Ask Ellie is designed for a broad range of users within engineering organizations, including founders, CTOs, VP Engineering, engineering managers, and individual developers. The platform integrates natively with Slack, GitHub, Linear, and PostHog, and can connect to other tools through its data model. A free trial is available via the 'Start free' button on the site, and a demo can be booked for enterprise evaluation. The tool relies on building a continuous model of the engineering system, learning from code, releases, incidents, and product signals.
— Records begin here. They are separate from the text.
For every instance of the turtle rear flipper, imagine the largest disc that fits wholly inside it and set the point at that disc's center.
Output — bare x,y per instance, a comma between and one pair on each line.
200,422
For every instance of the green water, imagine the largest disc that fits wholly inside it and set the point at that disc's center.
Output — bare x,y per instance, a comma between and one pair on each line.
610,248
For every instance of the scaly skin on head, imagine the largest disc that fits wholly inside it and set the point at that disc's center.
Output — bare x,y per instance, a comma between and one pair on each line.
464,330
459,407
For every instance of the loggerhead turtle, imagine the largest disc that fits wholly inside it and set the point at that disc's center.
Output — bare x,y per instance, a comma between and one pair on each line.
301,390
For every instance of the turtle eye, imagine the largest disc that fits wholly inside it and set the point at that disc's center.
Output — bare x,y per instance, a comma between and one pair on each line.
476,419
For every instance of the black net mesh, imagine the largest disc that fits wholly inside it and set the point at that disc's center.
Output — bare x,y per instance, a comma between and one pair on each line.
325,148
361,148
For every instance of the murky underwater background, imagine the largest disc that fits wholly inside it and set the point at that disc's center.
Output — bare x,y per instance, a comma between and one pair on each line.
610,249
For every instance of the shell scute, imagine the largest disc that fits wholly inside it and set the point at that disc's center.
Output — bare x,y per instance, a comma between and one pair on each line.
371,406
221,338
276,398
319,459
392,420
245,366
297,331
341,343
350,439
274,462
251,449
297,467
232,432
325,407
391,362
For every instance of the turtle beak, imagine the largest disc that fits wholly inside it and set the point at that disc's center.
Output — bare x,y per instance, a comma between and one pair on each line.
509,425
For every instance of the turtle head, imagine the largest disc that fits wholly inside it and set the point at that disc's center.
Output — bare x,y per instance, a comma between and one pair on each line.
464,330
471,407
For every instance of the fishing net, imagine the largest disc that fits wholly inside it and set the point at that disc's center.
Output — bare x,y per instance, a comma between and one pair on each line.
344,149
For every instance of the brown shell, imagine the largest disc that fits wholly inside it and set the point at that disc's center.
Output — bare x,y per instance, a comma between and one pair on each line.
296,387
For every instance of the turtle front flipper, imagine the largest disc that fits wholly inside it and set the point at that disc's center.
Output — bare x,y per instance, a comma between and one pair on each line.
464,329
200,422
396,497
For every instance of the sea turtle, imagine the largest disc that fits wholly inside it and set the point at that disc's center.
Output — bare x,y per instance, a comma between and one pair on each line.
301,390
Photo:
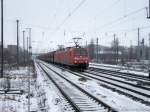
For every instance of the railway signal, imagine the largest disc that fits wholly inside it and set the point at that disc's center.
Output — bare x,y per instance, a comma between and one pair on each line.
2,55
76,41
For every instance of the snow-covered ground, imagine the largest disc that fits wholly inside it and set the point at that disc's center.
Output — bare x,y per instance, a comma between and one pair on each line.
120,102
18,79
46,97
54,101
122,69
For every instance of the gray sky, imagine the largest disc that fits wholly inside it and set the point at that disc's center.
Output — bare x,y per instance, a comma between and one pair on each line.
92,18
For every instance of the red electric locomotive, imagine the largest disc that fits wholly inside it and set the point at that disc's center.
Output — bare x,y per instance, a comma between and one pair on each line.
71,56
75,57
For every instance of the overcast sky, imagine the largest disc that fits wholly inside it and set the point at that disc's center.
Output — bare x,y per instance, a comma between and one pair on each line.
56,22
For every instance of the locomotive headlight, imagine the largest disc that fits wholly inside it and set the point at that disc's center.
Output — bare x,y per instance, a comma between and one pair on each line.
76,58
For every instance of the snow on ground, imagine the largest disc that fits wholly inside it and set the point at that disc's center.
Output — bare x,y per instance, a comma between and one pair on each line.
122,69
18,79
120,102
54,101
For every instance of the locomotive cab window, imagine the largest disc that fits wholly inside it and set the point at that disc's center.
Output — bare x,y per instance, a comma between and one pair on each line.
80,52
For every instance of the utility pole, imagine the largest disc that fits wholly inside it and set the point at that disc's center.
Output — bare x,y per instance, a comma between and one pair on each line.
29,44
138,48
17,43
143,50
24,46
149,10
149,49
117,49
97,50
2,55
114,48
27,49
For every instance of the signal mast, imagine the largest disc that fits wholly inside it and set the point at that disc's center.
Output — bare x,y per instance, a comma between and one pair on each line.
76,41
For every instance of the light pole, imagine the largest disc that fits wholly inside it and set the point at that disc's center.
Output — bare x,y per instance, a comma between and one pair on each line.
17,43
24,46
30,47
2,55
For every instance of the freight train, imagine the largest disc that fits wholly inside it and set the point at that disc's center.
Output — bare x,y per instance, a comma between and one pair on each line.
76,57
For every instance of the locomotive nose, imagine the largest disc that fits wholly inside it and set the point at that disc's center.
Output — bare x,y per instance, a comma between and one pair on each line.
81,59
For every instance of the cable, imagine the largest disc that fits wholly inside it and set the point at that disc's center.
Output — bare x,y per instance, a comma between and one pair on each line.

In summary, Ask Ellie delivers on its promise of providing engineering visibility without adding more dashboards. By centralizing answers in Slack and offering contextual responses tailored to the user's role, it helps teams move faster with confidence, making it a valuable addition to any engineering team's toolkit.
Ask Ellie is specifically designed for engineering leaders, including CTOs, VP Engineering, and engineering managers who need to track team performance, release risks, and incident trends. It is also valuable for founders and executives who want a high-level view of engineering health without depending on technical staff to gather reports. Development teams benefit from Ellie's ability to answer detailed technical questions about code changes, PRs, and production issues, enabling faster debugging and context switching. The tool is also useful for product managers who want to correlate product analytics with engineering output. In summary, Ask Ellie serves any role within an engineering organization that needs instant, reliable answers about the state of their systems and workflows.